Jharcraft, which is doing well, now gets a chance to do good.
Jamshedpur’s School of Hope, managed by the Jamshedpur Society for the Welfare of Mentally Challenged Children, has asked the state’s handicraft and handloom corporation to give livelihood training and opportunities to its 163 differently-abled students.
A three-member team of the school on Monday approached East Singhbhum deputy commissioner Himani Pande with a proposal for Jharcraft to start a production unit on the School of Hope premises.
“Jharcraft is one of the successful state departments. We feel our students can also learn and undertake projects. All we want is to make youngsters self-reliant,” said Jamshedpur Society for the Welfare of Mentally Challenged Children member Rajnish Kumar.
Jharcraft, which is conquering the world with its weaves and craftsmanship, can actually make a world of difference for this school tucked away in Northern Town.
A weaver under Jharcraft earns between Rs 1,800 and Rs 4,000 a month. Organic silks apart, there are other handicraft items that artisans make.
Jharcraft helps more than two lakh weavers and artisans through production units and NGOs to earn a decent livelihood, which encouraged School of Hope to push its case.
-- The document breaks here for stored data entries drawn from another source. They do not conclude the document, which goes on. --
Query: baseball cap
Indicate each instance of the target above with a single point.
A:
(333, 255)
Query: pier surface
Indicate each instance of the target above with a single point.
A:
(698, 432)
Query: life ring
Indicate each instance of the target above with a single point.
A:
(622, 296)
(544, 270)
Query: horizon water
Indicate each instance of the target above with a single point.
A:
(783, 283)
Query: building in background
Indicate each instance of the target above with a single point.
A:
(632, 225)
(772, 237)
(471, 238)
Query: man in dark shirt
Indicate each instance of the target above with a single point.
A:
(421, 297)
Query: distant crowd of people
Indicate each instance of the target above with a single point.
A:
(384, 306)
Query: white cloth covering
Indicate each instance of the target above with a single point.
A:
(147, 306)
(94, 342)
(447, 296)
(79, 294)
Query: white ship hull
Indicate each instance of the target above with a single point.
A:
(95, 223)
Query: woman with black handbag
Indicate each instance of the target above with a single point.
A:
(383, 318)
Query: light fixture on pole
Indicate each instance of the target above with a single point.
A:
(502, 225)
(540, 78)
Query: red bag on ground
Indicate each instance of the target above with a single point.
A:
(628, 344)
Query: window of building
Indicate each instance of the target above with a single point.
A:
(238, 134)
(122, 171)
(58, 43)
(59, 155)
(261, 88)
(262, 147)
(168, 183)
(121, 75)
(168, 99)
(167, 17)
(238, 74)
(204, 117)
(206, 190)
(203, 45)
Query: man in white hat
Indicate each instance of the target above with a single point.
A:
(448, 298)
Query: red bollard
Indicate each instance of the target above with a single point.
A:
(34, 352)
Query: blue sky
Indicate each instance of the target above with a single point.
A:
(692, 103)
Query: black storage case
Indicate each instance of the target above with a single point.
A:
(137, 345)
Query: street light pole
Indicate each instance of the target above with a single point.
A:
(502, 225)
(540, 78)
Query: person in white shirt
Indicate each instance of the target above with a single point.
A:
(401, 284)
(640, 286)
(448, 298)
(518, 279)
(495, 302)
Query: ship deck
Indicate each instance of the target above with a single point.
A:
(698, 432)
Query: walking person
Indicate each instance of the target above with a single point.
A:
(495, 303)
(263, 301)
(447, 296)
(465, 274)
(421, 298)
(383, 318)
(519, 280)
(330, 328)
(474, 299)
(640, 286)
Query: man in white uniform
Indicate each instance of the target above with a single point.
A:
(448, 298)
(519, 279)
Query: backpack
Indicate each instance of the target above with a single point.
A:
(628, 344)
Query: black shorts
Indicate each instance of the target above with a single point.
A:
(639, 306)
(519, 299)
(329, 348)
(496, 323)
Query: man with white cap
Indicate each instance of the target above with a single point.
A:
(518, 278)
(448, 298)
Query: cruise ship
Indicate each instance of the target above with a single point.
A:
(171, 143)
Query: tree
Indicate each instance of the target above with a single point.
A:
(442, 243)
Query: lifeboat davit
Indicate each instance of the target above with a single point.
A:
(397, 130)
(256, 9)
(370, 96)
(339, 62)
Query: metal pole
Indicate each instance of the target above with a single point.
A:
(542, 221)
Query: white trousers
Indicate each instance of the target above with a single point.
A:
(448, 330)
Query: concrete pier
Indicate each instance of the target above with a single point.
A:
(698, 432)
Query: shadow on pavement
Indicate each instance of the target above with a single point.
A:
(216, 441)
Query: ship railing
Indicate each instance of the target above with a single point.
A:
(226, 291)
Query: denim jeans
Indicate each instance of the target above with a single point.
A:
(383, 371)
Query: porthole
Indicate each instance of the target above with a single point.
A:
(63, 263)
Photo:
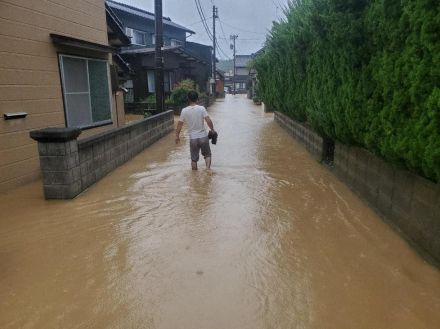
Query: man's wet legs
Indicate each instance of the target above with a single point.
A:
(208, 162)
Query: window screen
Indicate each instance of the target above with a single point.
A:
(86, 91)
(151, 82)
(139, 37)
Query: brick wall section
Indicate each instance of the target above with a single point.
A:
(311, 140)
(69, 167)
(406, 200)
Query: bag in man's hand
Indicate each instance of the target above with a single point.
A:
(212, 135)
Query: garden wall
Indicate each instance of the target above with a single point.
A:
(407, 201)
(69, 166)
So far, the special cradle engages its teenagers in making candles and rakhis, but they are seasonal products. It also has a handloom unit that produces dusters, napkins and handkerchiefs, but authorities admit that they are difficult to market.
In collaboration with Jharcraft, the school can work out schemes for yearlong employment for students suffering from autism, cerebral palsy or multiple disability.
Jharcraft managing director Dhirendra Kumar said he was positive about the project.
“We are open to anything philanthropic. If the school is keen, we will see what we can do to make special students self-reliant. We can train persons of 18 years and above. Though training modalities have to be worked out as the learners have special needs, there is a solution to every problem.”